Situant les responsabilités par rapport à ce constat, Helby estime «qu’elles sont partagées entre l’Etat, les souscripteurs et les compagnies d’assurances, dont certaines se livrent à du dumping dans la branche automobile. Il faut arrêter la délivrance des agréments et procéder à un contrôle rigoureux qui permettrait de retirer les autorisations aux sociétés qui refusent de se plier aux normes».

La loi 93.040, planche de salut

Pour sa part, MOA, directeur commercial de l’une des plus importantes compagnies d'assurances du pays, plaide en faveur d’une application intégrale de l’article 199 de la loi 93.040, qui précise que tous les risques situés en Mauritanie doivent impérativement faire l’objet d’une assurance auprès d’une compagnie locale.

Il faut aussi, souligne-t-il, "réorganiser le secteur pour contraindre les compagnies à respecter les tarifs homologués (responsabilité civile automobile) et à indemniser correctement les sinistres pour les victimes d’accidents de circulation-responsabilité civile automobile. Exiger l’assurance pour les Facultés de transport de marchandises (FTM), les chantiers de travaux, les bris de machines, etc.".

En outre, "nous devons également évoluer vers la création d’une compagnie de réassurance avec un capital mixte, associant l’Etat et les grandes sociétés privées opérant dans ce domaine, pour augmenter la capacité de rétention et diminuer les transferts de primes de réassurances vers l’étranger».
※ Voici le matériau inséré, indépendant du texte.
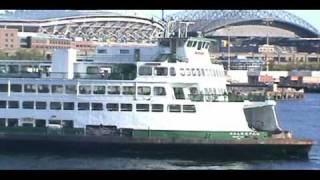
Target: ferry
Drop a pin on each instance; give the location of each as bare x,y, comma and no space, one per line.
165,98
Bref, le marché de l'assurance en Mauritanie a encore des étapes à franchir pour se réorganiser. Le secteur compte 14 compagnies nationales et 3 courtiers français (Gras Savoye, ASCOMA et Filet Allard Maritime) qui opèrent sur un marché exigu dont le chiffre d’affaires tournerait autour de 15 milliards d’ouguiyas, soit environ 43 millions de dollars, avec une prééminence de la branche automobile, structurellement déficitaire à travers le monde. La modicité de ce chiffre d'affaires s'expliquant par le fait que les compagnies étrangères opérant dans les industries extractives s'assurent à l'étranger.

La plus importante part du marché national d'assurance revient à Daman Assurances, filiale de la SNIM, créée au début des années 2010.